Looking for a way to highlight Stilwell’s voice, Silva-Marin went to the operetta’s source. Benson wrote the libretto (the text for the musical work) for the 2008 Toronto premiere of Earnest, based on Oscar Wilde’s play The Important of Being Earnest.
Seated in the living room of his downtown heritage home — built in 1887 for then Guelph mayor J.H. MacDonald — Benson says, “I wrote a new scene for her. This is the new big number of Act Two. I think it will become known as a big number for her.”
This restaging of his work along with music by acclaimed Canadian composer Victor Davies will close out the TOT’s 30th season when it runs April 29 and May 1-3.

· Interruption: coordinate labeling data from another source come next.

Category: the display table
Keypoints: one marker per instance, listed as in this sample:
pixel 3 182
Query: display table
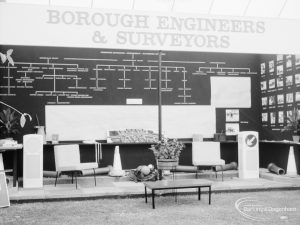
pixel 14 148
pixel 177 184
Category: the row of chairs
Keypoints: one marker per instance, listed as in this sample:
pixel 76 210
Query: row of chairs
pixel 67 157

The production in Toronto’s St. Lawrence Centre for the Performing Arts will feature Stilwell as Lady Bracknell. Benson guarantees her new scene will garner laughter and applause: “She combines theatricality with voice. We know opera singers for their voices, but she’s an actor, too.”

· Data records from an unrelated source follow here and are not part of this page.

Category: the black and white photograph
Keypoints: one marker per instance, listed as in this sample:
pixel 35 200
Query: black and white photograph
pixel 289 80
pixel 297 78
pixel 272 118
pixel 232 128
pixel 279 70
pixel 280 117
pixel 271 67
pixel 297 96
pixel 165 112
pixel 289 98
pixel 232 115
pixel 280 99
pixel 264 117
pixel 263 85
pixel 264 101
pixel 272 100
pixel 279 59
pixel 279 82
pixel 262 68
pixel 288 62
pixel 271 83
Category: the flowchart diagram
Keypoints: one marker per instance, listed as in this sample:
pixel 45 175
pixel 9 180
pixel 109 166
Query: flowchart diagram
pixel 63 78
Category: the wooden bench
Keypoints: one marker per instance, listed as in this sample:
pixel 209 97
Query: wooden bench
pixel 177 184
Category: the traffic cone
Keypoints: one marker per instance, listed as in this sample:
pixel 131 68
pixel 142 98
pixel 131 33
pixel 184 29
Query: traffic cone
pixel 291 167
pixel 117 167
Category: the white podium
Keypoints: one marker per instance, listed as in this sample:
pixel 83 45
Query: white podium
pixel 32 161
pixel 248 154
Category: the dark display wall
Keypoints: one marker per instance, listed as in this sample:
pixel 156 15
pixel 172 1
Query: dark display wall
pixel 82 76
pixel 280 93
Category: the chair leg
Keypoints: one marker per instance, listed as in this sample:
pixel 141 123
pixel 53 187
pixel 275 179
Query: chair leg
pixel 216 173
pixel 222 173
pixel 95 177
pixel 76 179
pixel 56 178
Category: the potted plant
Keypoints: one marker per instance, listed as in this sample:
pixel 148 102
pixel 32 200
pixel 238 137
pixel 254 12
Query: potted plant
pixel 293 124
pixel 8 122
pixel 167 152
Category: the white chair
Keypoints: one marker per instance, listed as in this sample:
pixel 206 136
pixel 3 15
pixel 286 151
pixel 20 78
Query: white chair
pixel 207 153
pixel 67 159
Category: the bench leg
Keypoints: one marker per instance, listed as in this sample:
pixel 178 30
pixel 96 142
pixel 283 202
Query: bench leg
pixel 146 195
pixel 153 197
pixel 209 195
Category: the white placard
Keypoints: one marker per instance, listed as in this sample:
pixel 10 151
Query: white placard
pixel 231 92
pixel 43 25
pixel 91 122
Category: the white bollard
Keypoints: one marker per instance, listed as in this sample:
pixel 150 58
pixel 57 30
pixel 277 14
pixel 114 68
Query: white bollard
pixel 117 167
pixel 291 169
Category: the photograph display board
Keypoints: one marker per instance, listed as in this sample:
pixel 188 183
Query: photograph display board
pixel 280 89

Long retired from U of G’s School of English and Theatre Studies (SETS), the novelist, playwright and librettist appears to be as much in demand in the Toronto theatre world as ever.
Earnest is his fifth operatic libretto, following works including Heloise and Abelard performed in 1973 by the Canadian Opera Company; Everyman at the Stratford Festival; and Psycho Red at the Guelph Spring Festival. The CBC broadcasted the latter two operas.

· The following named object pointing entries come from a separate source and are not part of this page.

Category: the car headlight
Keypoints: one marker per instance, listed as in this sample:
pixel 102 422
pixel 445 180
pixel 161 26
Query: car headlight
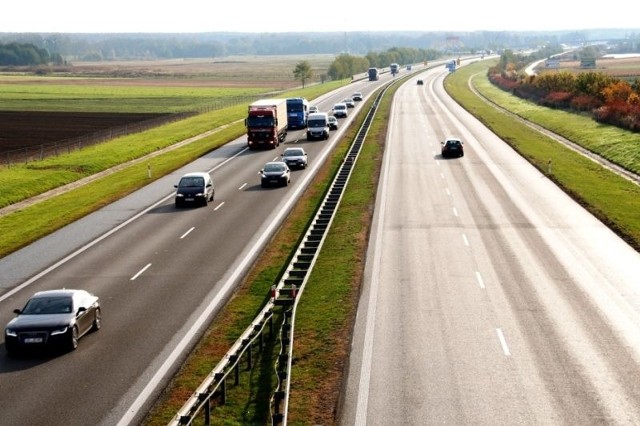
pixel 59 331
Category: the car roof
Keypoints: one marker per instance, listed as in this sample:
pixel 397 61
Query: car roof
pixel 59 293
pixel 196 174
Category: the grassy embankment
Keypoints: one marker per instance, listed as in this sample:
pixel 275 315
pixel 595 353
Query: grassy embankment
pixel 322 327
pixel 611 198
pixel 330 299
pixel 324 317
pixel 20 182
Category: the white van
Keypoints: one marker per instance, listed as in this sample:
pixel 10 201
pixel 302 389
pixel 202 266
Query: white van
pixel 318 126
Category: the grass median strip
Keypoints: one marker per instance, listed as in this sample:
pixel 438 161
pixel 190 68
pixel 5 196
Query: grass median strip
pixel 322 336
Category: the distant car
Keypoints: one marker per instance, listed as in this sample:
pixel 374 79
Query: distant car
pixel 295 157
pixel 53 319
pixel 452 147
pixel 333 123
pixel 194 188
pixel 275 173
pixel 340 110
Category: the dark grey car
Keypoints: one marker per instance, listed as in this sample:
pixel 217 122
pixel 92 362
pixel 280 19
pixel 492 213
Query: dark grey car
pixel 53 319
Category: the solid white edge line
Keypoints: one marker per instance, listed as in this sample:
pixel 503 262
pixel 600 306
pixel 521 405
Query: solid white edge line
pixel 141 399
pixel 479 279
pixel 140 272
pixel 112 231
pixel 503 342
pixel 367 350
pixel 188 232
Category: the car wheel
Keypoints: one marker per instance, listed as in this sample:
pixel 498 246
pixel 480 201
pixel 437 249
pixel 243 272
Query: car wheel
pixel 73 338
pixel 97 321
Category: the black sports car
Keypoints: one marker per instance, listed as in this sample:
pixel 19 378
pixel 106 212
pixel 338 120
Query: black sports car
pixel 53 318
pixel 452 148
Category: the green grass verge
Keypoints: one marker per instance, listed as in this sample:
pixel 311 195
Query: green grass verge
pixel 612 199
pixel 325 313
pixel 22 182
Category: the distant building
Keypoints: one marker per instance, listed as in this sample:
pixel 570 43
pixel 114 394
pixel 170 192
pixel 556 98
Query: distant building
pixel 588 63
pixel 552 63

In 2012, the Westben Arts Festival Theatre premiered The Auction: A Folk Opera with music by Canadian composer John Burge.
Benson has written two novels and several plays, and has edited and written scholarly volumes, including the Oxford Companion to Canadian Theatre and the Routledge Encyclopedia of Post-Colonial Literatures in English.
At home in the second-floor office he shares with his wife, retired U of G Prof. Renate Benson, School of Languages and Literatures, he’s now writing three more libretti. Referring to his writing, he says: “I can’t not do it.”
One of those projects is called Pride and Prejudice: A Musical adapted from Jane Austen’s Pride and Prejudice, which is “probably my favourite novel,” he says.
For Earnest, he worked from the original text of what he calls “undoubtedly Wilde’s best play.” Benson says the words and music in the Toronto production remain true to the playwright’s “genius” — no small feat for an academic librettist-composer.
“Not every work can reach out to the audience.”
Referring to light opera, he says, “The art is to get the spirit and sense of the story line so that people are not uncomfortable. They’re getting the play they know and love so well.”
Benson joined U of G in 1965. Born in Northern Ireland, he came to Canada in 1954. He completed his master’s degree at Western University and his PhD at the University of Toronto.
He was president of the Guelph Spring Festival, chaired the Writers Union of Canada and was founding co-president — with Margaret Atwood — of PEN Canada.